Here's just one example: historically, Ontario hospitals have received a lump sum of money for the entire year. This had the unfortunate and unintended consequence of turning patients into a drain on hospital budgets. Under this model, every time a patient walked into a hospital for care, the hospital had less money. The province also uses the same funding model for the Community Care Access Centres (CCACs).

When patients are viewed as a drain, the patient-centred approach takes a back seat. Funding needs to follow patients and not the other way around.

We're proposing to reverse this. Under the new system, hospitals would get money for every service they perform. This simple policy change turns patients into valued customers, not drains on hospital budgets. They would be treated like human beings, and get better customer service. It would create the potential for healthy competition between hospitals and independent health facilities, such as Kensington Eye Institute. It would also reduce variations in rates now being paid.

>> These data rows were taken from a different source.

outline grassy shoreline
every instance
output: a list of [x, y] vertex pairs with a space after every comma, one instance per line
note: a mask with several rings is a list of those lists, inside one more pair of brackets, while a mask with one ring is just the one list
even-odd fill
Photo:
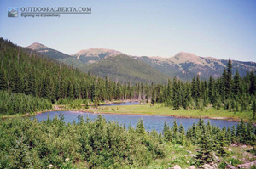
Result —
[[[120, 101], [111, 102], [120, 103]], [[106, 104], [106, 103], [104, 103]], [[104, 104], [102, 103], [102, 104]], [[108, 104], [110, 104], [108, 103]], [[47, 110], [44, 111], [32, 112], [25, 115], [3, 115], [1, 118], [13, 118], [13, 117], [25, 117], [33, 116], [44, 112], [50, 111], [80, 111], [89, 112], [95, 114], [117, 114], [117, 115], [158, 115], [158, 116], [173, 116], [177, 118], [200, 118], [204, 119], [217, 119], [224, 120], [229, 121], [241, 121], [243, 119], [246, 122], [250, 121], [253, 119], [253, 112], [229, 112], [228, 110], [216, 110], [214, 108], [206, 108], [205, 110], [173, 110], [172, 108], [164, 107], [162, 104], [155, 104], [154, 106], [150, 104], [138, 104], [138, 105], [116, 105], [116, 106], [99, 106], [98, 108], [90, 107], [84, 109], [84, 106], [79, 108], [67, 108], [68, 106], [56, 105], [61, 107], [58, 109]], [[256, 121], [252, 121], [256, 123]]]

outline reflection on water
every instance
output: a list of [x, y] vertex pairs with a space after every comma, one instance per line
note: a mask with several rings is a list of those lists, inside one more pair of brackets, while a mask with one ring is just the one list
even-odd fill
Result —
[[[79, 111], [51, 111], [39, 114], [35, 118], [38, 119], [38, 121], [46, 120], [48, 115], [50, 119], [53, 119], [55, 115], [59, 116], [60, 114], [64, 115], [64, 121], [66, 122], [73, 122], [78, 121], [78, 116], [82, 115], [85, 119], [87, 116], [94, 120], [97, 117], [98, 114], [92, 113], [84, 113]], [[177, 125], [180, 123], [183, 124], [185, 129], [189, 127], [189, 126], [192, 126], [193, 122], [197, 123], [199, 119], [189, 119], [189, 118], [175, 118], [171, 116], [153, 116], [153, 115], [113, 115], [113, 114], [102, 114], [102, 115], [106, 118], [107, 121], [114, 121], [115, 122], [119, 122], [119, 124], [125, 124], [126, 127], [131, 124], [131, 127], [135, 127], [138, 120], [143, 119], [144, 121], [144, 126], [146, 130], [151, 131], [154, 127], [155, 127], [156, 131], [159, 132], [162, 132], [165, 121], [170, 127], [172, 127], [174, 120], [176, 120]], [[30, 117], [31, 119], [34, 117]], [[215, 126], [219, 126], [220, 128], [226, 127], [231, 127], [233, 125], [237, 126], [237, 122], [233, 121], [226, 121], [223, 120], [213, 120], [209, 119], [211, 124]], [[205, 120], [207, 123], [208, 119]]]

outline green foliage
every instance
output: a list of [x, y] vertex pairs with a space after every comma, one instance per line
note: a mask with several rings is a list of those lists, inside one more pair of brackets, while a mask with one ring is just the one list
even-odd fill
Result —
[[23, 115], [49, 109], [52, 109], [52, 104], [44, 98], [0, 90], [0, 115]]
[[[0, 122], [1, 168], [123, 168], [148, 165], [166, 156], [164, 145], [150, 135], [127, 131], [101, 115], [94, 121], [79, 118], [63, 121], [63, 115], [38, 122], [13, 118]], [[137, 126], [143, 125], [139, 122]], [[67, 160], [68, 159], [68, 160]]]

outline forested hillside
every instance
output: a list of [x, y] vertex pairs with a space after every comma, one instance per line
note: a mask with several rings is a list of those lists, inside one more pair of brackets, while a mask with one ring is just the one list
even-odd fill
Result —
[[[92, 102], [138, 99], [144, 104], [164, 103], [166, 106], [175, 110], [183, 108], [203, 110], [206, 107], [213, 107], [230, 110], [230, 112], [249, 111], [253, 113], [255, 118], [255, 70], [247, 71], [243, 77], [240, 76], [237, 70], [232, 76], [230, 59], [227, 69], [224, 68], [222, 76], [217, 79], [210, 76], [208, 81], [201, 80], [197, 76], [192, 82], [174, 77], [167, 84], [131, 84], [131, 82], [121, 83], [108, 77], [101, 78], [81, 72], [38, 53], [23, 50], [3, 38], [0, 39], [0, 90], [8, 93], [42, 97], [51, 103], [60, 99], [81, 99]], [[110, 60], [114, 59], [108, 58]], [[135, 65], [131, 65], [131, 70], [126, 67], [125, 71], [132, 72], [132, 66]], [[143, 65], [141, 66], [143, 68]], [[105, 69], [104, 66], [99, 68]], [[155, 78], [158, 76], [154, 76]]]
[[0, 90], [45, 98], [93, 101], [137, 98], [135, 87], [102, 79], [55, 61], [34, 51], [24, 50], [0, 39]]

The health hubs I outlined in my previous post would also be funded on a patient-centred basis. Nearly all of the money they get from the province would be based on a hub's community health needs.

Hubs would have total control and responsibility for this funding. For example, a hub might choose to locate a nurse practitioner-led clinic adjacent to a hospital emergency room, so that people with less urgent problems can be seen quickly.

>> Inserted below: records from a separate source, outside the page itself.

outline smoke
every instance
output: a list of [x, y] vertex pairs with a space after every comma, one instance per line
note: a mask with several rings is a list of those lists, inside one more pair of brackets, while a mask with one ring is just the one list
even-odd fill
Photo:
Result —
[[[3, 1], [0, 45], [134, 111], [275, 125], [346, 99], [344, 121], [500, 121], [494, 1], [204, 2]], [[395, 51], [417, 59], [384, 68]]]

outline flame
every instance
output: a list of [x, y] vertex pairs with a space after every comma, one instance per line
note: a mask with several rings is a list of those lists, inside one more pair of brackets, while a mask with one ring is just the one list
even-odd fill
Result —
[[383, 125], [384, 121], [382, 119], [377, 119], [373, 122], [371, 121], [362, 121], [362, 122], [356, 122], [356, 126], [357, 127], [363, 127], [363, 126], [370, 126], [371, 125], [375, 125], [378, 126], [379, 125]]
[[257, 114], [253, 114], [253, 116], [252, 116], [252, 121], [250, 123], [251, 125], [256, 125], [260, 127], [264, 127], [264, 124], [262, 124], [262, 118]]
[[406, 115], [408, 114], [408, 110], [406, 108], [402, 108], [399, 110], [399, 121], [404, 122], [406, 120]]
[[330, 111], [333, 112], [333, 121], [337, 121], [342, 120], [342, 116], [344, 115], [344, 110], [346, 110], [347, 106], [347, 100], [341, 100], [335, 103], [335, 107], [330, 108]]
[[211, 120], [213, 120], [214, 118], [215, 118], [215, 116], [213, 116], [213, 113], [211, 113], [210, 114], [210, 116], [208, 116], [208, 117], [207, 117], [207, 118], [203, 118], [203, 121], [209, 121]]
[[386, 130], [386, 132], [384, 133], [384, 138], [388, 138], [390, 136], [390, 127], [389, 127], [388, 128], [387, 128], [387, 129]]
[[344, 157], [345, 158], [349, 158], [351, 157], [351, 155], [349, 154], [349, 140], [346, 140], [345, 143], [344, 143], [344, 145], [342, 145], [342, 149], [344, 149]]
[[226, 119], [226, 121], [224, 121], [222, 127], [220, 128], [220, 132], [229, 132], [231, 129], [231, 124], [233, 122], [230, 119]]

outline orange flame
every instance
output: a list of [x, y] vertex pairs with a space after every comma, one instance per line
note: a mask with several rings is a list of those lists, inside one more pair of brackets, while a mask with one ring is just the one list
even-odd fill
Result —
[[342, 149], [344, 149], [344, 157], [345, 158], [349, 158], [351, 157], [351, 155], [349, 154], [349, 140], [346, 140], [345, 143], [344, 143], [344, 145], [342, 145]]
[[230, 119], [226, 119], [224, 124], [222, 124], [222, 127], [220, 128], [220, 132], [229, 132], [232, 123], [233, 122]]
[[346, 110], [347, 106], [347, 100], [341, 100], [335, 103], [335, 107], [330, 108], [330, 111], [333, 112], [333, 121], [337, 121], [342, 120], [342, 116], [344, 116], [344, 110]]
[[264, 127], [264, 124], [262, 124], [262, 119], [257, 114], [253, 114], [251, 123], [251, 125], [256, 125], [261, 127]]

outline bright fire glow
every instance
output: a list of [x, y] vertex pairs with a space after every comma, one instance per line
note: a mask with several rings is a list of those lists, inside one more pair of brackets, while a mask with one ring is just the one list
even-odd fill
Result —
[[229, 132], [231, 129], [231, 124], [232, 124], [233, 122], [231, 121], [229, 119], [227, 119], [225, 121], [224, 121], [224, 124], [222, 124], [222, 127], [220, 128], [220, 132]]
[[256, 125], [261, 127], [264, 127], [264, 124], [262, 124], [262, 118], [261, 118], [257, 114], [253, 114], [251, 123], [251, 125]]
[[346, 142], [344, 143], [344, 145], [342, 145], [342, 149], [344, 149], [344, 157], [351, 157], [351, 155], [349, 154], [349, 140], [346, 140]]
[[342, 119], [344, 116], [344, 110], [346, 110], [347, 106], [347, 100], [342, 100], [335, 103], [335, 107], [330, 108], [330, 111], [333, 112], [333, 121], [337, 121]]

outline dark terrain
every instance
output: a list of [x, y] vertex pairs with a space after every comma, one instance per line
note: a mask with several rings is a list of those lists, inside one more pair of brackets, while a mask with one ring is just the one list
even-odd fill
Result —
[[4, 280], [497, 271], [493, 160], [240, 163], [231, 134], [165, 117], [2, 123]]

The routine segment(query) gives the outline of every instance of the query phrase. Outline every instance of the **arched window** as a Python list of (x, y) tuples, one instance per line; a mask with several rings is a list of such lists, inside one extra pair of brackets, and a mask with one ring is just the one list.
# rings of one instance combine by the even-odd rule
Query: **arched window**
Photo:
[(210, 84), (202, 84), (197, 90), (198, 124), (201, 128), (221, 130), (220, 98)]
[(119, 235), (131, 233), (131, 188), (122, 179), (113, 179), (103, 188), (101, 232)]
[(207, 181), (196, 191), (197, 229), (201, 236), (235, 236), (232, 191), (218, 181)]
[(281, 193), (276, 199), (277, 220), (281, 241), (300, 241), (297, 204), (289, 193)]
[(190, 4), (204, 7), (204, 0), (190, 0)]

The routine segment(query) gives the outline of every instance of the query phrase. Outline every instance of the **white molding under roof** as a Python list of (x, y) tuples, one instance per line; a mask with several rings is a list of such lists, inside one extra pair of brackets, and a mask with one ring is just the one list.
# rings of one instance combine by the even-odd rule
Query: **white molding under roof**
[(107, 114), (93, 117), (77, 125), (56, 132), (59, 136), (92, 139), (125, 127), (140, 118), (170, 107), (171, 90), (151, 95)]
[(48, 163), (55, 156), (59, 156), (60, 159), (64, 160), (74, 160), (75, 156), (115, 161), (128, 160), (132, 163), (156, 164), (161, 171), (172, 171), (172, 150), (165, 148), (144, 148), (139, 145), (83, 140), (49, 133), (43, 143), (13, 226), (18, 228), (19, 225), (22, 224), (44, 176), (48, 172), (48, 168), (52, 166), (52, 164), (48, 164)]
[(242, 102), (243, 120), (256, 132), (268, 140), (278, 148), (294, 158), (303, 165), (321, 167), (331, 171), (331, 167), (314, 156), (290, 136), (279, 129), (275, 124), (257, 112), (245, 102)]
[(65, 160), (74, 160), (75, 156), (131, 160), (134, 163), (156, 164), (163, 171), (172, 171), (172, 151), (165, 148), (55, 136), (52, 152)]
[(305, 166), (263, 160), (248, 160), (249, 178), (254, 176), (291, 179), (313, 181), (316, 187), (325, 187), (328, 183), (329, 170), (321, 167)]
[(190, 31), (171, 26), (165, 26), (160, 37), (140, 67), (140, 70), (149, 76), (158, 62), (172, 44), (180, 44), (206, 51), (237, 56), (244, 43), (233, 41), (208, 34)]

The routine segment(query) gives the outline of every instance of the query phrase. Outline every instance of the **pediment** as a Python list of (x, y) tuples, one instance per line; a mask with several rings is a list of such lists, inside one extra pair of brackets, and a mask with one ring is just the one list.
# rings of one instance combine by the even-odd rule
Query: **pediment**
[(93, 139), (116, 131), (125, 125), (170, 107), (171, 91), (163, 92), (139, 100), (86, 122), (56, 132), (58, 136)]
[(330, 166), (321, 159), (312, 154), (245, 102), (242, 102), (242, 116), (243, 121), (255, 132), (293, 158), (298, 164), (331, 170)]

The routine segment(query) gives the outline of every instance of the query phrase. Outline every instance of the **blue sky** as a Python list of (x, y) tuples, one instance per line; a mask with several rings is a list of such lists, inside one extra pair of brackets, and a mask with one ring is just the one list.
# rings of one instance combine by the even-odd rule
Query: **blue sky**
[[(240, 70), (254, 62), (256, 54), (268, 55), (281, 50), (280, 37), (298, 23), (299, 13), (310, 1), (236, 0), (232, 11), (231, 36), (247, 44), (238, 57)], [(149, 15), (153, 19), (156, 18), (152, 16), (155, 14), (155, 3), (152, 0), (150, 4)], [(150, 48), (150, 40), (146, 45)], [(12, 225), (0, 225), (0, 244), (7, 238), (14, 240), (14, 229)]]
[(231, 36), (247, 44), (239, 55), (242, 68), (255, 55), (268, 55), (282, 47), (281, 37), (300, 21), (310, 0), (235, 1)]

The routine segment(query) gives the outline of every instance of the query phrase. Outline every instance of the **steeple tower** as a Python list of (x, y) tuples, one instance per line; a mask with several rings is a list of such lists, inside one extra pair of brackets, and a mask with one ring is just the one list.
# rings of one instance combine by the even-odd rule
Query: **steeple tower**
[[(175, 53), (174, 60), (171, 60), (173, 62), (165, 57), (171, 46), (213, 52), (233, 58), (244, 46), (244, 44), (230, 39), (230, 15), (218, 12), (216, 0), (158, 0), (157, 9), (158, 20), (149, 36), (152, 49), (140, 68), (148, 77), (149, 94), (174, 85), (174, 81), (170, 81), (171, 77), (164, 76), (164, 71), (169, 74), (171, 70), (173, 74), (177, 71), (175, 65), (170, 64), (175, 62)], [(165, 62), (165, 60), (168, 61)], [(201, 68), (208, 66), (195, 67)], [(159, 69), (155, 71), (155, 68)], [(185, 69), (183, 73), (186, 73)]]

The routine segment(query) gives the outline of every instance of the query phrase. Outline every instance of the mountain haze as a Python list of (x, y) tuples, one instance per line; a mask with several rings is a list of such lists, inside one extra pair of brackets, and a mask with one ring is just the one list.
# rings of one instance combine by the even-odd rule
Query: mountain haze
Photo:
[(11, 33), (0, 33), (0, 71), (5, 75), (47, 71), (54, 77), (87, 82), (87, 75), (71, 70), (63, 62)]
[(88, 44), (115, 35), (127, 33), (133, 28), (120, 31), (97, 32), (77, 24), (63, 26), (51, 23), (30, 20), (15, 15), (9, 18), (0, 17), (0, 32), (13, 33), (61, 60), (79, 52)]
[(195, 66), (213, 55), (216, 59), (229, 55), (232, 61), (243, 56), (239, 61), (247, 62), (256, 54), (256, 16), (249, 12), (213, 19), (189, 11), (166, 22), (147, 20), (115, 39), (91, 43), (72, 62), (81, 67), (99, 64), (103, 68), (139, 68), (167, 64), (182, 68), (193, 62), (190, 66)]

The key idea here is for hubs to have the capacity to pursue more locally-appropriate improvements, based on local conditions -- rather than feel they have to plead with higher authorities for permission, or for resources to pursue these improvements.

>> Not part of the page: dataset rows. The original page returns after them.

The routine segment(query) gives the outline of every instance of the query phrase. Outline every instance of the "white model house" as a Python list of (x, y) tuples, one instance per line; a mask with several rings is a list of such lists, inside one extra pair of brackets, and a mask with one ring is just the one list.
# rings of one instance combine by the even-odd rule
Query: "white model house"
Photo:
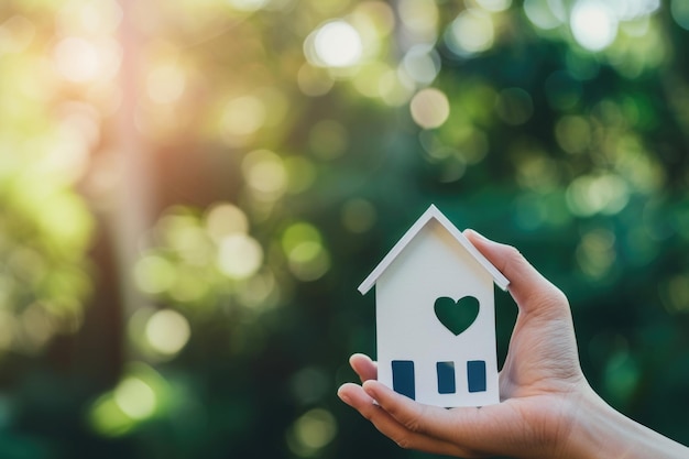
[(375, 285), (379, 381), (429, 405), (499, 403), (493, 284), (508, 281), (431, 205), (359, 286)]

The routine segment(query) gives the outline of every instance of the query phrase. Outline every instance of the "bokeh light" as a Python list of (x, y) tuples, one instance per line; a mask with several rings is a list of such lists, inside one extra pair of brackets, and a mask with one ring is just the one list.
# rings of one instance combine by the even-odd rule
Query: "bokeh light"
[(570, 26), (575, 40), (589, 51), (602, 51), (617, 36), (617, 17), (600, 0), (579, 0), (572, 11)]
[(363, 54), (361, 35), (343, 20), (320, 25), (304, 46), (309, 62), (324, 67), (349, 67), (358, 64)]
[(448, 47), (462, 57), (490, 50), (494, 41), (493, 20), (489, 14), (477, 10), (464, 10), (459, 13), (445, 33)]
[(447, 96), (435, 88), (418, 91), (409, 103), (412, 118), (424, 129), (442, 125), (450, 116), (450, 102)]
[(183, 315), (173, 309), (162, 309), (149, 318), (145, 334), (155, 351), (174, 356), (187, 343), (192, 330)]

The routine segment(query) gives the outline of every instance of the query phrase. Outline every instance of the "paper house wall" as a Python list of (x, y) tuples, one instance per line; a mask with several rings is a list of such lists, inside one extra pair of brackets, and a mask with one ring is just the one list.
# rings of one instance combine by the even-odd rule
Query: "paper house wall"
[(430, 206), (359, 286), (375, 285), (379, 381), (429, 405), (499, 403), (493, 284), (508, 281)]

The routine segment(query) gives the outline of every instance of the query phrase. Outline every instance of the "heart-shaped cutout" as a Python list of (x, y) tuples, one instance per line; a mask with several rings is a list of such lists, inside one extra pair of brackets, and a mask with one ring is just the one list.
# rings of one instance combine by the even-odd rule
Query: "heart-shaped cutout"
[(479, 316), (479, 300), (473, 296), (464, 296), (455, 300), (448, 296), (436, 299), (434, 309), (440, 324), (455, 336), (461, 335)]

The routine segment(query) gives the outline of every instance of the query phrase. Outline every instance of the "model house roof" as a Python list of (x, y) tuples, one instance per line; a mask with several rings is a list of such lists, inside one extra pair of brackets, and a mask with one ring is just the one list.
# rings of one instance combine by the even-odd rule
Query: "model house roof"
[(449, 231), (449, 233), (457, 240), (457, 242), (463, 247), (485, 271), (488, 271), (491, 276), (493, 276), (493, 282), (500, 288), (507, 289), (507, 285), (510, 285), (510, 281), (490, 262), (479, 252), (471, 242), (452, 225), (450, 220), (447, 219), (446, 216), (438, 210), (438, 208), (434, 205), (430, 205), (428, 210), (422, 215), (418, 220), (407, 230), (406, 233), (397, 241), (397, 243), (392, 248), (387, 255), (375, 266), (375, 269), (369, 274), (369, 276), (359, 285), (359, 292), (361, 294), (365, 294), (371, 289), (371, 287), (375, 284), (378, 278), (383, 274), (383, 272), (390, 266), (390, 264), (397, 258), (400, 253), (404, 250), (404, 248), (418, 234), (418, 232), (428, 223), (431, 219), (435, 219), (438, 223), (442, 225), (442, 227)]

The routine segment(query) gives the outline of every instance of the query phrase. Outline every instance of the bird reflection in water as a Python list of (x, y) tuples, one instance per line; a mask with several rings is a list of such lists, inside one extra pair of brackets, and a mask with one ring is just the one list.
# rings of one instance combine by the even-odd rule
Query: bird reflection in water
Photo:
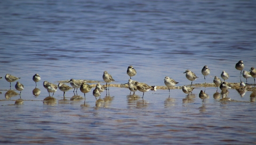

What's really exciting about this is that, over time, local initiatives would result in more innovations by frontline staff that can then be circulated throughout the system, to ensure a better use of resources. No matter where someone is in the province they can walk into any hospital for care. Some hubs will chose to offer a particular service regionally, provincially, or even nationally.

So where would all this leave the Ministry of Health?

Under our health hub plan, a smaller, streamlined ministry would shift to a position of strategic advisor with responsibility for provincial health system priorities, regulation, funding, and performance measurement through Health Quality Ontario. This is significant work, but we don't need hundreds of health bureaucrats to do it.

The Ministry would set the policy structure for the hubs, but they would allow these regional health organizations the freedom to design programming to meet patient needs. The Ministry would ensure accountability for quality, either directly or through Health Quality Ontario, and financially through audits.

The main challenge for the Ministry would be capacity planning, and determining the province's future health needs. The last such plan in Ontario was created in 1998.

Without a detailed assessment of our needs and how to meet them, the health care system is on a journey without a map. This broad guidance is the kind of role that is appropriate for government.

The Health Ministry would continue to play an important role in Ontario's revamped health system, but that role would be fact-based planning -- not bureaucratic micromanagement of the system.

This will be my last post on health care in this series tied to our new white paper. We want to make sure to get the health care foundation right and then we can deal with "wiring" of program delivery. We will address other aspects of health care improvement in the near future.

Let me close with some final thoughts on some of the issues I've tried to explore in previous posts.

Health care is the Ontario government's most costly service, and the one most vital to the welfare of all Ontarians.

The problems that patients have in accessing health care today are not due to lack of money in the system, or any shortcomings of our medical professionals or others on the front lines.

No, these problems stem from the way we've organized health care. The system is hard to understand, and the pieces don't interact well enough. For patients' sake, we simply have to do better.

With the bold new ideas we suggest in Patient-Centred Health Care www.ontariopc.com/paths-to-prosperity, we will succeed.